O álbum "Chico Buarque" de 1978 é, obviamente, uma das melhores produções do maior compositor brasileiro, com sucessos que até hoje são considerados hinos como "Cálice", "Apesar de Você" e "O Meu Amor", a faixa escolhida para a análise de hoje é "Tanto Mar", composta pelo próprio cantor em duas versões, a faixa faz parte do rol das músicas revolucionárias de Chico e, além do cunho histórico, ela consegue conquistar pelo ritmo extremamente envolvente.
"Tanto Mar" foi composta no final da década de 1970 e relata através de quatro estrofes a vontade do eu-lírico de estar presente na tão conhecida "Revolução dos Cravos (1974)" que derrubou, com um golpe de Estado, o regime ditatorial Salazarista que reinava há 41 anos em Portugal, acabando assim com a censura e com a Polícia Política (órgão perseguidor dos opositores do regime). A música possui duas versões, onde a primeira foi censurada pela ditadura militar brasileira, e a segunda foi escrita quatro anos depois para o cd em questão e retorna à revolução de forma saudosista.
~ Primeira Versão ~
Sei que estás em festa, pá
Fico contente
E enquanto estou ausente
Guarda um cravo para mim.
Eu queria estar na festa, pá
Com a tua gente
E colher pessoalmente
Uma flor no teu jardim.
As duas primeiras estrofes claramente citam a revolução (festa) e demonstram a felicidade do eu-lírico com ela; apesar de estar ausente, ele gostaria que o ouvinte guardasse um cravo da revolução para dá-lo de presente ou que fosse possível colher uma linda flor que brotara no jardim da "revolução". É interessante o porquê do nome "Revolução dos Cravos", segundo alguns dos vários textos que tive acesso: pela manhã, uma florista levava produtos para decorar a inauguração de um hotel, quando foi surpreendida por um soldado revolucionário que colocou um de seus cravos na ponta da espingarda, ação que levou todos os outros a fazerem o mesmo. Outro fato importante na letra é a presença do "pá" que é usado em Portugal como uma corruptela (deformação) da palavra "rapaz", como o "mah" é para os cearenses.

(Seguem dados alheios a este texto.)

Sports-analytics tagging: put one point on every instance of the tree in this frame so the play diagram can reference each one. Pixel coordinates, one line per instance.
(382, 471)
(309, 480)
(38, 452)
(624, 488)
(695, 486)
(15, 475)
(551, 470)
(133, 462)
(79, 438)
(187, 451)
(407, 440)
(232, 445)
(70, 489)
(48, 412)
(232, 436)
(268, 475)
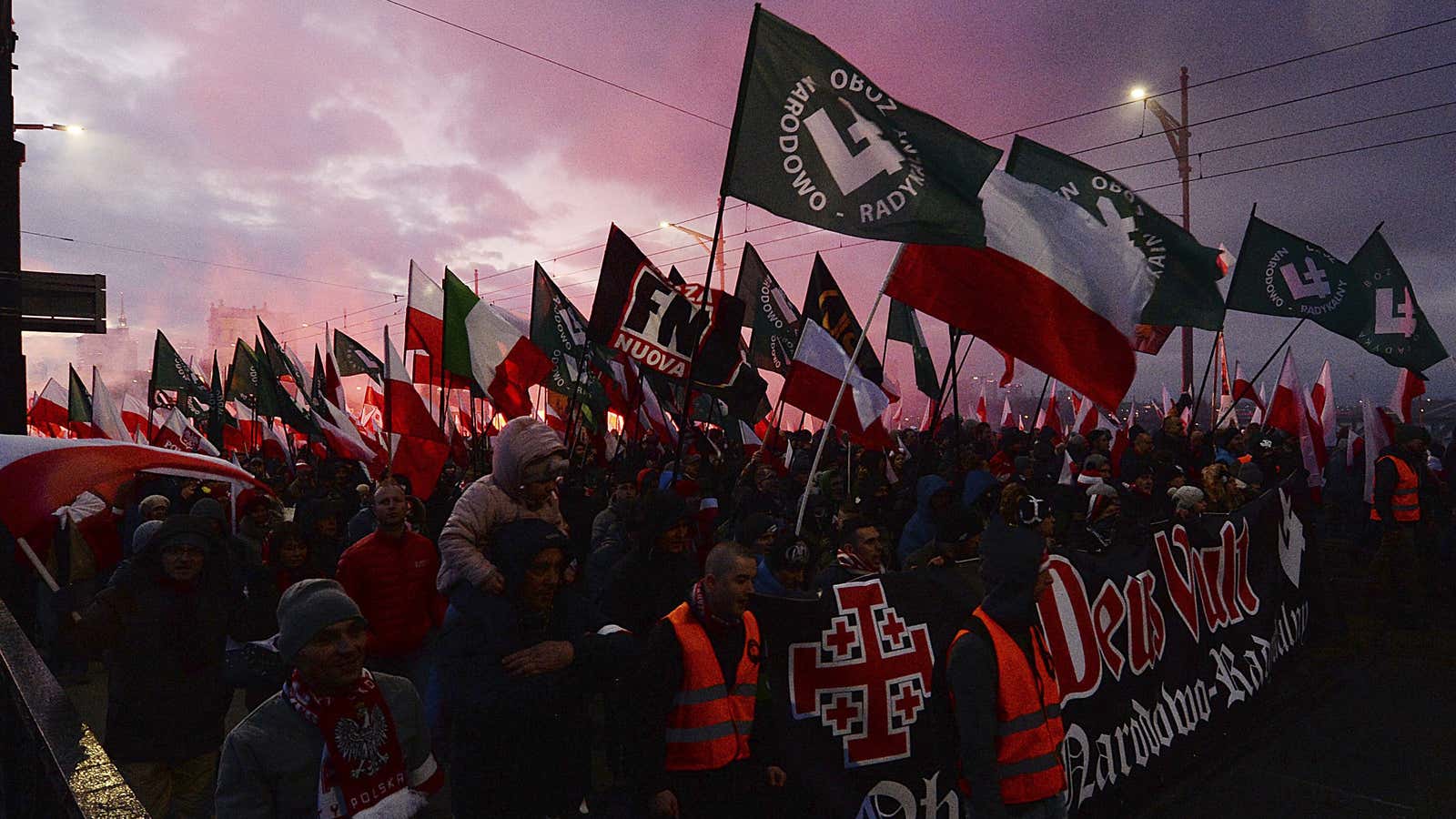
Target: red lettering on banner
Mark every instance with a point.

Sei que há léguas a nos separar
Tanto mar, tanto mar
Sei, também, que é preciso, pá
Navegar, navegar.
A terceira estrofe fala da distância entre o eu-lírico e o português ouvinte que tornou possível o novo regime político; e com uma jogada genial, Chico cita uma das grandes frases imortalizadas por Fernando Pessoa (Navegar é preciso, viver não é preciso) e proferida em 70 a.C por Pompeu, um navegador romano, que, por falta de aparatos tecnológicos e pelo frequentes ataques corsários, tinha que escolher entre salvar a cidade romana da crise de abastecimento ou manter-se confortável na Sicília.
Lá faz primavera, pá
Cá estou doente
Manda urgentemente
Algum cheirinho de alecrim
O último verso mostra a diferença entre Portugal e Brasil perante à ditadura. O "Lá" refere-se à Portugal e a sua recente "primavera", o "Cá" ao Brasil, onde o eu-lírico está doente, rodeado pela censura e pela ditadura que ainda imperam, e para que a sua doença passe, é preciso, e rápido, de um cheiro de alecrim (o orvalho do mar, segundo os romanos) que com seus poderes medicinais o ajudará a se curar do mal.
~ Segunda Versão ~
Foi bonita a festa, pá
Fiquei contente
Ainda guardo renitente
Um velho cravo para mim.
Já murcharam tua festa, pá
Mas certamente
Esqueceram uma semente
N' algum canto de jardim.
Os dois primeiros versos da segunda versão se remetem claramente à primeira. O "renitente" expressa a sua insistência em manter o velho cravo dado na versão de 1974. O passado agora foi empregado com força e o PREC (Processo de Revolução Em Curso) foi suprimido em 1976 através de um golpe militar que visava impedir a "ameaça vermelha", o que na letra é descrito pelo primeiro verso da segunda estrofe. Apesar do fim da revolução, Chico demonstra ainda acreditar na semente posta pelos "cravos".
Canta primavera, pá
Cá estou carente
Manda novamente
Algum cheirinho de alecrim
O último verso também conversa com a primeira versão, visto que o eu-lírico pede insistentemente que seja mandado algum cheirinho de alecrim para que a revolução no Brasil também seja semeada e que enfim, o nosso país possa ter a sua primavera.
"Tanto Mar" é, felizmente, mais uma música que lutou contra a censura do tão horrível regime militar. Com sua referência à Revolução dos Cravos de 1974, a letra consegue marcar seu nome na história com elementos portugueses e com a genialidade do grande mestre Chico Buarque. E que venham tantos e tantos mares de sabedoria com o maior compositor nacional.